Summary
Highlights
Relational databases like MySQL are designed to store relational data efficiently. They maintain complex relationships between tables, which is excellent for data management but significantly hinders their ability to scale horizontally. They can only scale vertically to a certain extent, meaning upgrading a single server becomes insufficient for heavy loads.
NoSQL databases achieve superior scalability by eliminating costly relationships. They operate as key-value stores where each item is independent. The value can be a complex JSON document. This simpler design allows for horizontal scaling by splitting the workload across multiple servers, a process called partitioning.
NoSQL databases use a primary key and a hash function to determine on which partition an item is stored. This hash value maps to a keyspace, which is a range of numbers. When a database needs to scale, the keyspace can be split across multiple servers, doubling capacity in terms of storage and query execution.

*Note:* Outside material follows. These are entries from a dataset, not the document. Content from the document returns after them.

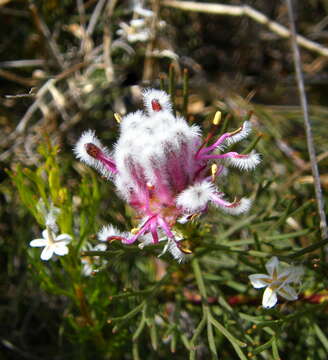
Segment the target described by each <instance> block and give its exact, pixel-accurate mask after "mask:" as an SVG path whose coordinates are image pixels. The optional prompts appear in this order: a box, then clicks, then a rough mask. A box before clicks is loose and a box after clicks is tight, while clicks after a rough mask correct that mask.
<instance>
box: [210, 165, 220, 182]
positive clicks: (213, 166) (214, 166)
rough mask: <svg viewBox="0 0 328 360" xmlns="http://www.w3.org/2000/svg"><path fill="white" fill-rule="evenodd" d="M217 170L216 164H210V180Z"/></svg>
mask: <svg viewBox="0 0 328 360" xmlns="http://www.w3.org/2000/svg"><path fill="white" fill-rule="evenodd" d="M217 172H218V166H217V165H216V164H212V166H211V174H212V181H213V182H214V180H215V176H216V173H217Z"/></svg>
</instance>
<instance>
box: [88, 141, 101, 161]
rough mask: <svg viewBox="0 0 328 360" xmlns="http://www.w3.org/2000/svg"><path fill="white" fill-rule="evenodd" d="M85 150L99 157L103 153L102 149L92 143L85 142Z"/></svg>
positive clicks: (94, 157)
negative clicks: (86, 142)
mask: <svg viewBox="0 0 328 360" xmlns="http://www.w3.org/2000/svg"><path fill="white" fill-rule="evenodd" d="M84 146H85V151H86V152H87V153H88V155H90V156H91V157H93V158H95V159H98V158H99V155H100V154H101V153H102V151H101V150H100V149H99V147H98V146H96V145H95V144H92V143H88V144H85V145H84Z"/></svg>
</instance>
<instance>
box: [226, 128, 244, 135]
mask: <svg viewBox="0 0 328 360" xmlns="http://www.w3.org/2000/svg"><path fill="white" fill-rule="evenodd" d="M242 130H243V127H242V126H241V127H239V128H238V129H236V130H235V131H233V132H231V133H229V136H233V135H236V134H238V133H239V132H241V131H242Z"/></svg>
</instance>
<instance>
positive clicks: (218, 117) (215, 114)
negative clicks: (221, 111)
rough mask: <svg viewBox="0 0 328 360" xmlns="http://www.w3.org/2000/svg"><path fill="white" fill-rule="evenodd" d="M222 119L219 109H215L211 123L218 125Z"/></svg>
mask: <svg viewBox="0 0 328 360" xmlns="http://www.w3.org/2000/svg"><path fill="white" fill-rule="evenodd" d="M221 119H222V113H221V111H217V112H216V113H215V115H214V119H213V121H212V123H213V125H215V126H218V125H219V124H220V122H221Z"/></svg>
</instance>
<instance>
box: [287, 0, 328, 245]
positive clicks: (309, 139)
mask: <svg viewBox="0 0 328 360" xmlns="http://www.w3.org/2000/svg"><path fill="white" fill-rule="evenodd" d="M286 2H287V7H288V15H289V22H290V28H291V34H292V37H291V41H292V48H293V56H294V65H295V71H296V78H297V85H298V90H299V95H300V101H301V105H302V110H303V117H304V124H305V131H306V141H307V147H308V152H309V156H310V162H311V169H312V174H313V178H314V188H315V194H316V199H317V205H318V212H319V216H320V228H321V235H322V239H327V238H328V227H327V220H326V215H325V210H324V200H323V196H322V189H321V183H320V174H319V169H318V164H317V159H316V154H315V148H314V141H313V136H312V127H311V122H310V119H309V111H308V104H307V99H306V94H305V88H304V79H303V73H302V67H301V57H300V53H299V49H298V46H297V42H296V28H295V22H294V14H293V7H292V3H291V0H286Z"/></svg>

A key advantage of NoSQL is its schemaless nature, meaning items don't need a predefined structure. This contrasts with relational databases where schema changes can be complex and risky. The flexibility of a schemaless design is beneficial for applications with evolving data structures.

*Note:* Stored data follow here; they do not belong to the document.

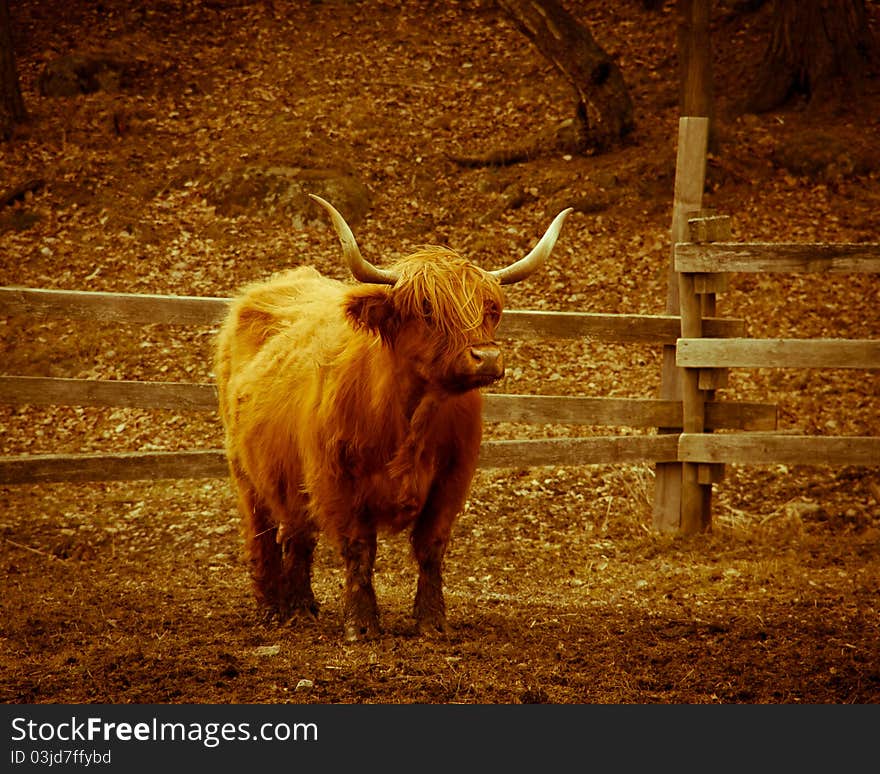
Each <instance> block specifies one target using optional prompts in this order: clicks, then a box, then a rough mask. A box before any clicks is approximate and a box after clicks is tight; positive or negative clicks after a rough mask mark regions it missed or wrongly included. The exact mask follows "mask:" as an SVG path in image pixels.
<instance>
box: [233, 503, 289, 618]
mask: <svg viewBox="0 0 880 774" xmlns="http://www.w3.org/2000/svg"><path fill="white" fill-rule="evenodd" d="M239 498H240V507H241V509H242V511H244V513H243V514H242V515H243V517H244V522H243V531H244V544H245V546H244V547H245V557H246V558H247V562H248V570H249V571H250V576H251V583H252V584H253V588H254V595H255V596H256V598H257V602H258V603H259V604H260V605H261V606H262V607H264V608H266V609H267V610H268V611H269V612H270V613H278V612H280V610H279V603H280V598H279V588H278V578H279V576H280V572H281V560H282V555H281V546H280V545H278V540H277V534H278V530H277V528H276V527H275V525H274V524H273V522H272V519H271V512H270V510H269V508H268V506H267V505H266V504H265V503H262V502H261V501H260V500H259V499H258V498H257V496H256V495H255V494H254V493H253V492H251V491H246V492H240V493H239Z"/></svg>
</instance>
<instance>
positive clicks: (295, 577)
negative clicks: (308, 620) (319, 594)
mask: <svg viewBox="0 0 880 774" xmlns="http://www.w3.org/2000/svg"><path fill="white" fill-rule="evenodd" d="M279 540H280V541H281V547H282V555H281V578H280V580H279V589H278V592H279V606H280V609H281V610H282V612H283V615H284V617H285V618H290V619H294V620H306V621H308V620H313V619H315V618H316V617H317V615H318V602H317V600H316V599H315V595H314V592H313V591H312V555H313V554H314V551H315V544H316V542H317V540H316V538H315V532H314V528H313V527H312V525H311V524H310V523H308V522H306V523H304V524H301V525H298V526H297V527H295V528H293V529H285V528H284V527H282V528H281V530H279Z"/></svg>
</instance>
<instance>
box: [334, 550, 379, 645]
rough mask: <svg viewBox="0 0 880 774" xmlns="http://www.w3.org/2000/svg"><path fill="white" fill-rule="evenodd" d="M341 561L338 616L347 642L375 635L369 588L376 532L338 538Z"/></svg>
mask: <svg viewBox="0 0 880 774" xmlns="http://www.w3.org/2000/svg"><path fill="white" fill-rule="evenodd" d="M342 559H343V561H344V562H345V596H344V599H343V603H342V617H343V625H344V628H345V639H346V640H348V641H349V642H355V641H357V640H363V639H372V638H374V637H378V636H379V608H378V606H377V604H376V592H375V591H374V590H373V564H374V562H375V561H376V535H375V534H372V535H366V536H361V537H357V538H343V539H342Z"/></svg>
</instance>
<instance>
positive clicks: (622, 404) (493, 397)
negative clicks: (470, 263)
mask: <svg viewBox="0 0 880 774" xmlns="http://www.w3.org/2000/svg"><path fill="white" fill-rule="evenodd" d="M0 403H5V404H11V405H39V406H53V405H62V406H93V407H113V408H126V407H127V408H151V409H167V410H170V411H216V410H217V388H216V387H215V386H214V385H213V384H207V383H202V384H193V383H189V382H135V381H122V380H119V381H116V380H99V379H64V378H58V377H43V376H0ZM483 404H484V406H483V419H484V420H485V421H487V422H520V423H526V424H563V425H572V424H575V425H605V426H619V427H639V428H644V427H677V426H680V425H681V421H682V406H681V401H673V400H658V399H653V398H586V397H578V396H568V395H559V396H557V395H504V394H498V393H488V394H486V395H484V401H483ZM706 421H707V425H708V426H709V427H710V428H713V429H740V430H772V429H774V428H775V427H776V406H774V405H772V404H767V403H737V402H731V403H723V402H719V403H714V404H712V406H711V407H710V408H709V410H708V416H707V420H706Z"/></svg>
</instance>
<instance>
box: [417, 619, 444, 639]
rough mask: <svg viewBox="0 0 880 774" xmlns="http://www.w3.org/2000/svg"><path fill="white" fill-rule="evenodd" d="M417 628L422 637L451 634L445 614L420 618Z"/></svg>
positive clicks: (417, 622)
mask: <svg viewBox="0 0 880 774" xmlns="http://www.w3.org/2000/svg"><path fill="white" fill-rule="evenodd" d="M416 629H417V631H418V633H419V634H420V635H421V636H422V637H445V636H446V635H447V634H449V624H448V623H447V622H446V617H445V616H433V617H430V618H420V619H418V620H417V621H416Z"/></svg>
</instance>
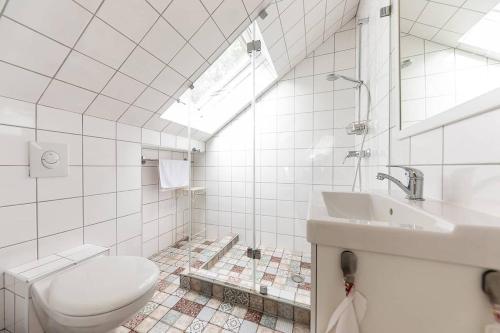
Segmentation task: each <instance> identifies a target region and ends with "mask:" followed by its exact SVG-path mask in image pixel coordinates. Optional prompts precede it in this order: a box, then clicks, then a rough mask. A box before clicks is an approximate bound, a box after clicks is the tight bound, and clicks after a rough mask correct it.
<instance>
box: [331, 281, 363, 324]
mask: <svg viewBox="0 0 500 333" xmlns="http://www.w3.org/2000/svg"><path fill="white" fill-rule="evenodd" d="M367 303H368V301H367V300H366V297H364V296H363V295H362V294H361V293H359V292H357V291H356V290H354V289H353V290H351V292H350V293H349V296H347V297H346V298H344V300H343V301H342V302H340V304H339V306H338V307H337V308H336V309H335V311H334V312H333V314H332V316H331V317H330V321H329V322H328V328H327V329H326V333H331V332H334V331H333V329H334V328H335V333H359V332H360V330H359V324H360V323H361V321H362V320H363V318H364V316H365V313H366V307H367Z"/></svg>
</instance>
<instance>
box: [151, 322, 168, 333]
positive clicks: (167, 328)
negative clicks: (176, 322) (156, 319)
mask: <svg viewBox="0 0 500 333" xmlns="http://www.w3.org/2000/svg"><path fill="white" fill-rule="evenodd" d="M169 329H170V326H168V325H167V324H165V323H162V322H161V321H159V322H157V323H156V325H155V326H153V328H152V329H151V330H149V332H148V333H166V332H167V331H168V330H169Z"/></svg>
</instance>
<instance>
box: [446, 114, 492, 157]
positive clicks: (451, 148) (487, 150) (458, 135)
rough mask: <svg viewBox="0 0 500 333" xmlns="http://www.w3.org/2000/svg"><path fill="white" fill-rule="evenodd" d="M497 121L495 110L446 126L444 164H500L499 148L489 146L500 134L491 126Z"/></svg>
mask: <svg viewBox="0 0 500 333" xmlns="http://www.w3.org/2000/svg"><path fill="white" fill-rule="evenodd" d="M499 119H500V111H499V110H497V111H493V112H488V113H485V114H483V115H480V116H476V117H473V118H469V119H466V120H463V121H460V122H457V123H454V124H450V125H449V126H446V127H445V128H444V163H446V164H449V163H471V164H472V163H484V162H486V163H487V162H494V163H498V162H500V148H499V147H498V146H497V145H492V144H491V143H492V142H497V141H498V140H499V135H500V133H499V132H498V131H497V130H496V129H495V128H494V126H491V124H495V123H497V122H498V121H499ZM479 133H480V134H479Z"/></svg>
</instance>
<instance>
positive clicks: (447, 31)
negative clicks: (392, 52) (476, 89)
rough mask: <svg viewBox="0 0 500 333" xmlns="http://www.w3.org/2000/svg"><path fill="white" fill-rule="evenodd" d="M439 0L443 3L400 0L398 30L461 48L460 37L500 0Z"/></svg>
mask: <svg viewBox="0 0 500 333" xmlns="http://www.w3.org/2000/svg"><path fill="white" fill-rule="evenodd" d="M441 2H446V3H440V2H439V1H438V2H435V1H428V0H401V2H400V6H401V9H400V30H401V33H407V34H410V35H413V36H416V37H419V38H422V39H426V40H429V41H433V42H436V43H440V44H444V45H447V46H450V47H460V46H461V45H460V43H459V40H460V38H462V37H463V36H464V35H465V34H466V33H467V32H468V31H469V29H471V28H472V27H473V26H474V25H475V24H476V23H477V22H479V21H480V20H481V19H482V18H483V17H484V15H486V14H487V13H488V12H489V11H490V10H492V9H493V8H494V7H495V6H496V5H498V4H499V3H500V0H487V1H486V0H484V1H473V0H452V1H441ZM465 49H466V48H465Z"/></svg>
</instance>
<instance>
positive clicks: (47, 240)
mask: <svg viewBox="0 0 500 333" xmlns="http://www.w3.org/2000/svg"><path fill="white" fill-rule="evenodd" d="M82 244H83V228H79V229H76V230H71V231H66V232H62V233H60V234H55V235H52V236H48V237H43V238H40V239H39V240H38V251H39V252H38V257H39V258H43V257H47V256H49V255H51V254H54V253H57V252H61V251H64V250H67V249H71V248H73V247H77V246H79V245H82Z"/></svg>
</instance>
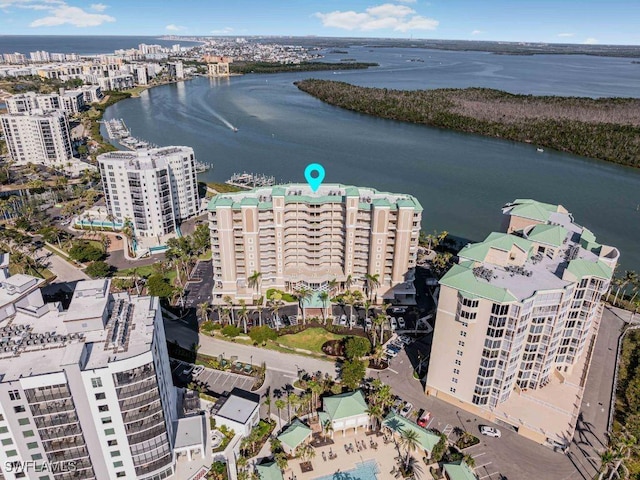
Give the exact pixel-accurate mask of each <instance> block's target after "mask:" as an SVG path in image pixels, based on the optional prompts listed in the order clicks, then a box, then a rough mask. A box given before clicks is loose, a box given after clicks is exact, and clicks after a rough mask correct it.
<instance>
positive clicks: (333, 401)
mask: <svg viewBox="0 0 640 480" xmlns="http://www.w3.org/2000/svg"><path fill="white" fill-rule="evenodd" d="M367 408H368V407H367V402H366V401H365V400H364V395H362V392H361V391H360V390H356V391H355V392H348V393H342V394H340V395H333V396H332V397H325V398H324V399H323V409H324V411H325V412H327V415H329V418H330V419H331V420H339V419H341V418H348V417H353V416H355V415H362V414H363V413H367Z"/></svg>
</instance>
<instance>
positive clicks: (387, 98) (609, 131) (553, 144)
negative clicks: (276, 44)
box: [295, 79, 640, 168]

NoSQL databases have limitations. They are less flexible in data retrieval, primarily allowing access only via primary keys. Complex queries like finding items based on specific criteria can be inefficient. Additionally, NoSQL databases are eventually consistent, meaning a newly written item might not be immediately available due to background replication across mirrored partitions, though this usually resolves in milliseconds.
Cloud providers heavily utilize NoSQL (e.g., AWS DynamoDB, Google Cloud BigTable, Azure CosmosDB) due to their scalability. Open-source options include Cassandra, Scylla, CouchDB, and MongoDB. The term "NoSQL" alternately means "not only SQL" (indicating some SQL compatibility) or "non-relational" (referring to its handling of data).